The Hsc/Hsp70 co-chaperone network controls antigen aggregation and presentation during maturation of professional antigen presenting cells

Abstract

The maturation of mouse macrophages and dendritic cells involves the transient deposition of ubiquitylated proteins in the form of dendritic cell aggresome-like induced structures (DALIS). Transient DALIS formation was used here as a paradigm to study how mammalian cells influence the formation and disassembly of protein aggregates through alterations of their proteostasis machinery. Co-chaperones that modulate the interplay of Hsc70 and Hsp70 with the ubiquitin-proteasome system (UPS) and the autophagosome-lysosome pathway emerged as key regulators of this process. The chaperone-associated ubiquitin ligase CHIP and the ubiquitin-domain protein BAG-1 are essential for DALIS formation in mouse macrophages and bone-marrow derived dendritic cells (BMDCs). CHIP also cooperates with BAG-3 and the autophagic ubiquitin adaptor p62 in the clearance of DALIS through chaperone-assisted selective autophagy (CASA). On the other hand, the co-chaperone HspBP1 inhibits the activity of CHIP and thereby attenuates antigen sequestration. Through a modulation of DALIS formation CHIP, BAG-1 and HspBP1 alter MHC class I mediated antigen presentation in mouse BMDCs. Our data show that the Hsc/Hsp70 co-chaperone network controls transient protein aggregation during maturation of professional antigen presenting cells and in this way regulates the immune response. Similar mechanisms may modulate the formation of aggresomes and aggresome-like induced structures (ALIS) in other mammalian cell types.

Figure 1. The co-chaperones CHIP, BAG-1, BAG-3, and HspBP1 regulate chaperone-assisted degradation.

Chaperone-assisted degradation is initiated when CHIP binds to the carboxy-terminus of Hsc/Hsp70 (‘C’). After CHIP-mediated recruitment of ubiquitin conjugating enzymes of the Ubc4/5 family, the chaperone-bound protein substrate is modified by attachment of a ubiquitin chain. The co-chaperones BAG-1, BAG-3 and HspBP1 regulate CHIP function. They are able to bind to the amino terminal ATPase domain of Hsc/Hsp70 (‘N’) at the same time when CHIP occupies the carboxy-terminus.

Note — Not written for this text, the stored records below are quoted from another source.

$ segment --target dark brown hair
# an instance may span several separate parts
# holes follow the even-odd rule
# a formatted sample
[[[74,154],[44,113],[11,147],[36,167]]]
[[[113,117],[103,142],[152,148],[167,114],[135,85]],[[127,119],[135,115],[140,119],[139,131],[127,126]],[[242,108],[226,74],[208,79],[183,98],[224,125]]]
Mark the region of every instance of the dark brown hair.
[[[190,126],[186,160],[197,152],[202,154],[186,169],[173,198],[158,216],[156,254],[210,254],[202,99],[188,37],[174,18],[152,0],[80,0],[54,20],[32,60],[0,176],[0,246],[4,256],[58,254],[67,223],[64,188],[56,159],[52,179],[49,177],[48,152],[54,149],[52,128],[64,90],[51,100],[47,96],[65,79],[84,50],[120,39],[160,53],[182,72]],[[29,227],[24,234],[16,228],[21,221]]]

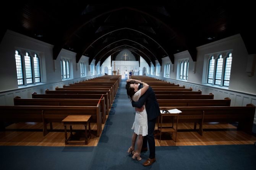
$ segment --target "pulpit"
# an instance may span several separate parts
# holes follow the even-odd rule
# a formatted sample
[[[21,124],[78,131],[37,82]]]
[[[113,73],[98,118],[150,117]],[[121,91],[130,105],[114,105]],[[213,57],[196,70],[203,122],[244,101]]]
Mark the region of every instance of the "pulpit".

Binding of BAG-1 initiates sorting to the proteasome (‘prot.’), whereas BAG-3 triggers the recruitment of the autophagic ubiquitin adaptor p62 and thus facilitates substrate degradation through the autophagosome-lysosome pathway. In contrast, HspBP1 inhibits the ubiquitin ligase activity of CHIP in the formed chaperone complex and thereby abrogates chaperone-assisted degradation. (‘P’ - peptide binding domain of Hsc/Hsp70; ‘auto.’ - autophagosome; ‘lyso.’ - lysosome).

Figure 2. DALIS are detectable by immune fluorescence and a filter trap assay.

(A) Following addition of LPS to RAW309 macrophages and mouse BMDCs ubiquitin conjugates were detected by immune fluorescence using the FK2 antibody. Transient DALIS formation peaks around 12 h after LPS addition. Scale bars: 10 µm. (B) Immune cells were lysed at the indicated time points during LPS-induced maturation in detergent containing buffer and passed through a nitrocellulose filter. Detergent insoluble ubiquitin conjugates were detected on the filter with the FK2 antibody. 50 µg of cell lysate were passed through each dot.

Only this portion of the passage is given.